The backslash character is treated by the Lisp reader as an escape character, telling the reader to treat the next character as a literal rather than some sort of a control charcater. Thus, suppose you want to make a string of
ab"cd
You want the double quote character to be part of the string, but the reader will misunderstand
"ab"cd"
so you specify it as
"ab\"cd"
When those 8 characters are read, a 5 character string will be stored, with no backslash and the double quote as the third character:
cl-user(4): (setq str "ab\"cd")
"ab\"cd"
cl-user(5): (length str)
5
cl-user(6): (char str 2)
#\" ;; note " not \
cl-user(7):
Backslashes are used extensively in regular expressions. In order to specify a backslash in a string, you enter two backslashes (the first is read as an escape and the second as the character (a backslash) which you want to include. So
cl-user(7): "\|"
"|"
cl-user(8): "\\|"
"\\|"
cl-user(9): (length *)
2
cl-user(10): (split-re "\\|" "this|is|a|string")
("this" "is" "a" "string")
cl-user(11):
;; "\|" matches the empty string so the result is the letters as strings:
cl-user(11): (split-re "\|" "this|is|a|string")
("t" "h" "i" "s" "|" "i" "s" "|" "a" "|" "s" "t" "r" "i" "n" "g")
;; More examples with tabs (\t):
cl-user(12): (split-re "\\t" "this is a string with tabs")
("this" "is" "a" "string" "with" "tabs")
cl-user(13): (split-re "\\x09" "this is a string with tabs")
("this" "is" "a" "string" "with" "tabs")
cl-user(14):
See Capturing and back reference below for the operation of capturing and reference.
Capturing submatches (X)
and (?<name>X)
are numbered in the order of its opening parenthesis from left to right.

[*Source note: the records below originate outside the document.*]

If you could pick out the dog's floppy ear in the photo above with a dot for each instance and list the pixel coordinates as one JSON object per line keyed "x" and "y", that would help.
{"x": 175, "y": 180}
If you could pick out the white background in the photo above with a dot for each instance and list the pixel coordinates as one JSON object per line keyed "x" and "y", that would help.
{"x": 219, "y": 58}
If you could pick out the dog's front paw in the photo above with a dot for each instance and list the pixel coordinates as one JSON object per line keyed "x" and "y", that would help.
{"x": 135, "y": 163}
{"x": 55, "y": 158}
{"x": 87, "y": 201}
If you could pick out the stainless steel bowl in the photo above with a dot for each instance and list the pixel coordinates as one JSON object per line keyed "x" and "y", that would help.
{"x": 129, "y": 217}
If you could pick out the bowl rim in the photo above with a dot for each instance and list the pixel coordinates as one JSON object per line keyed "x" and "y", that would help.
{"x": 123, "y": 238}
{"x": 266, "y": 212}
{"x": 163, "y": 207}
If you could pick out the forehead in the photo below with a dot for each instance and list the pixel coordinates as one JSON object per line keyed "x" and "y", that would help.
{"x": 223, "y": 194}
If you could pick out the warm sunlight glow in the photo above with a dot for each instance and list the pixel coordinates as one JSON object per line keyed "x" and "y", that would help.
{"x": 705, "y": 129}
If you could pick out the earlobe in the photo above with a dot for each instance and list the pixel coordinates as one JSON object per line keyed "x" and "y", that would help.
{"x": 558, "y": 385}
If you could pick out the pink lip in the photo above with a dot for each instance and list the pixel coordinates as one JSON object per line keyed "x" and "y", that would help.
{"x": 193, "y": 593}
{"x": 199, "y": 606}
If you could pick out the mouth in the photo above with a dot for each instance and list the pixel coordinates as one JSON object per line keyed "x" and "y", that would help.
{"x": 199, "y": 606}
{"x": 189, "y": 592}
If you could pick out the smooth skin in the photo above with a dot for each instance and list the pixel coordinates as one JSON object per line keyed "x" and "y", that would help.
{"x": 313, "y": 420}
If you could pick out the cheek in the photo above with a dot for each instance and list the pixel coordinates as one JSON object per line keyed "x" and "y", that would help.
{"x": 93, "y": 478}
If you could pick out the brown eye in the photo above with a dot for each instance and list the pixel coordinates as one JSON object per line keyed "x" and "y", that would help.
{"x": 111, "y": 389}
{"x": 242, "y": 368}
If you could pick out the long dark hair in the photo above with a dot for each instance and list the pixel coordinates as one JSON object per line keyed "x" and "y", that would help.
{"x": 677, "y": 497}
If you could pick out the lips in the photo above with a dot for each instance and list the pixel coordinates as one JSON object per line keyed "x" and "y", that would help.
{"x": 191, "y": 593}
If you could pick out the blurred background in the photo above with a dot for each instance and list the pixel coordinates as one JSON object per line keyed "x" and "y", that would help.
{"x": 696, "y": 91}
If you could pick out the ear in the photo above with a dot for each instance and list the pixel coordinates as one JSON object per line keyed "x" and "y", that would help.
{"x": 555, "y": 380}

Named submatch is counted the same as unnamed submatch, and can be back-referenced by both name and number.
When the input string matches X, the portion of the input string is saved. It can be referenced within a regular expression, by the back reference construct, or can be returned to the user program as a submatch.
If the capturing construct matches more than once, it saves the last match.
Most functions that accept a regexp string such as match-re and compile-re also accept a regexp tree. A regexp tree is an s-expression with the syntax described below. The syntax was defined by CL-PPCRE and is intended to be compatible with it. This documentation was taken from the CL-PPCRE documentation, available as http://www.weitz.de/cl-ppcre/ .
Programmers are usually most familiar with regexp string syntax, and it suffices for many normal regexp applications. However, string syntax does not scale very well -- complex regexps are hard to write and even harder to parse. The frequent need for backslach escapes is a further complication. In such cases, programmers may find tree syntax easiler to code in Lisp source code editors with their autmatic indentation and parentheses matching.
Further, in any application that generates regular expressions on the fly will undoubtedly find it easier to generate s-expr tress than trying to perform and extra level of encoding into string syntax, only to force the regexp system immediately to parse the string back.
Tree syntax is as follows:
Every string and character is a parse tree and is treated literally as a part of the regular expression, i.e. parentheses, brackets, asterisks and such aren't special.
The symbol :void
is equivalent to the empty string.
The symbol :everything
is equivalent to Perl's dot, i.e it matches everything (except maybe a newline character depending on the mode).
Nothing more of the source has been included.